Splitting classes, receiving additional students to supervise in your classes, not receiving release from face-to-face (RFF) or having to take classes above their normal teaching load is increasing teacher workloads.
Such approaches are clearly not educationally sound and may present obvious work health and safety risks for teachers and their students. While Federation understands that our profession is in crisis and members continue to campaign for competitive salaries and an increase in release time, schools cannot place unreasonable requests on teachers.
Teachers in primary schools have an entitlement to two hours RFF teaching each week. In high schools, when teachers are given “extras” to replace an absent colleague, the work they would have completed during that period still needs to be done.
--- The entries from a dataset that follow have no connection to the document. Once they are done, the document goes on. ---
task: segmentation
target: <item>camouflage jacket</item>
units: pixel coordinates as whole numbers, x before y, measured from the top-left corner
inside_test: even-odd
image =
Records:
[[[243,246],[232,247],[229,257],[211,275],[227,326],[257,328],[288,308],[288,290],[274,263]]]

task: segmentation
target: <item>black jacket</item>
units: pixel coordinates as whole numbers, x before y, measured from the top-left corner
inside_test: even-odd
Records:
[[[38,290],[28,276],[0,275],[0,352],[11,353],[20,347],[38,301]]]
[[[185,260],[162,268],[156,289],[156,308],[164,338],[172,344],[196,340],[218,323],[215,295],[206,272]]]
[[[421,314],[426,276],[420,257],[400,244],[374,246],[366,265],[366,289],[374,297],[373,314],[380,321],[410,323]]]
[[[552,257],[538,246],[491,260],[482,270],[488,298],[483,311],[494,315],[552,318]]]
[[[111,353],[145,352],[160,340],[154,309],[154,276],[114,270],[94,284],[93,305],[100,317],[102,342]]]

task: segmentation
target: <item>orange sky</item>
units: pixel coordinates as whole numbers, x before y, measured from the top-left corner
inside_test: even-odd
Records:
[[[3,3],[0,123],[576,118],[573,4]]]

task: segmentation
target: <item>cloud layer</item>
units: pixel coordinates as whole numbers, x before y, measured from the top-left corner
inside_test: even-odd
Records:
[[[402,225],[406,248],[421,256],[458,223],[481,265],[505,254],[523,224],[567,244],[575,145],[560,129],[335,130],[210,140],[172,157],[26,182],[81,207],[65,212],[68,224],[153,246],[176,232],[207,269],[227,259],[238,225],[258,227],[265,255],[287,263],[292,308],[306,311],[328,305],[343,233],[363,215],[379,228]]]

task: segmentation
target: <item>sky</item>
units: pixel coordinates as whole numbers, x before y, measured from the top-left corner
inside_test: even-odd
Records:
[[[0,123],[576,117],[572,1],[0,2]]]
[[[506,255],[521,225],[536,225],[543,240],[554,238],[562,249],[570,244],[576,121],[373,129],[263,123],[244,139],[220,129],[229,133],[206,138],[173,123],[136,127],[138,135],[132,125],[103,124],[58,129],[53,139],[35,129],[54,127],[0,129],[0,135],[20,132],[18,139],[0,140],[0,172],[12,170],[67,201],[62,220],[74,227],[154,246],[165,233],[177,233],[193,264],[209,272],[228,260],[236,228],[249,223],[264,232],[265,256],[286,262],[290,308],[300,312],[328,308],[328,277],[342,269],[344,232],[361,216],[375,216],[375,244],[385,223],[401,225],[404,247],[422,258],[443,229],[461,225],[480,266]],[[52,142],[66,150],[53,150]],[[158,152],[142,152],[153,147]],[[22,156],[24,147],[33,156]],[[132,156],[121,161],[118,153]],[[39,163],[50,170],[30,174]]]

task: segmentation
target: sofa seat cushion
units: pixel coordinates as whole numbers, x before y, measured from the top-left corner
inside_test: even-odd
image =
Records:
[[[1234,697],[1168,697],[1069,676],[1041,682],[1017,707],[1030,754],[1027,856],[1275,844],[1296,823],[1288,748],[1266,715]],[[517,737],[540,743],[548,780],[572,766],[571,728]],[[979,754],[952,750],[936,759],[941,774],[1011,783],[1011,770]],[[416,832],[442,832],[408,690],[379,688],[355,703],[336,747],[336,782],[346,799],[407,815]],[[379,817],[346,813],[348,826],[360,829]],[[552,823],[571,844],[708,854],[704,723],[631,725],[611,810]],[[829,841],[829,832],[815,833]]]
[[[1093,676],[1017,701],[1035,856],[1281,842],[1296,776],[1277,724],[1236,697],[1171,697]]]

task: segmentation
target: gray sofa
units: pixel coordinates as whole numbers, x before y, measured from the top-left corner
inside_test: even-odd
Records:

Just like RFF in primary schools, timetabled non-teaching time allows teachers to plan, assess, follow up with students and parents, complete professional learning, have professional conversations with colleagues, attend meetings, prepare resources; the list is endless.
Teachers should not be required to do more than the maximum number of teaching periods or not be provided with the entitlement to RFF. Additionally, the collapsing of English as an additional language or dialect, Learning and Support and/ or RFF programs, or using these teachers to replace an absent classroom teacher is also unacceptable.
Every attempt should be made to employ a casual teacher to replace absent teachers. Schools experiencing difficulty obtaining casual teachers should contact their Director, Educational Leadership to plan and discuss the options available.
Schools can employ temporary teachers above establishment to provide inbuilt cover and, in some instances, may be able to employ teachers permanently. Your Organiser is available to assist workplace representatives and principals regarding this.
There is hope the new Government will begin implementing the measures needed to address the teacher shortage. However, we must continue to hold it to account and members, with their elected workplace representatives, should meet and discuss suitable actions to address the ongoing shortages.
Workplace Committees are key
Federation is aware of workload demands for teachers and will continue to raise concerns with the Department. However, sometimes workload issues need to be addressed locally.
While teachers are juggling the introduction and implementation of the new curriculum, the loss of expertise and central support from the Department, changes in technology, data collection and many other new “initiatives”, a functioning and effective Workplace Committee can make sure the voices of members are heard in the workplace.
Where additional workload is simply a result of a decision made at the school level, your Workplace Committee can work to resolve workload issues. If your school does not have a Workplace Committee up and running, or you aren’t sure how to go about it, contact your Organiser for assistance.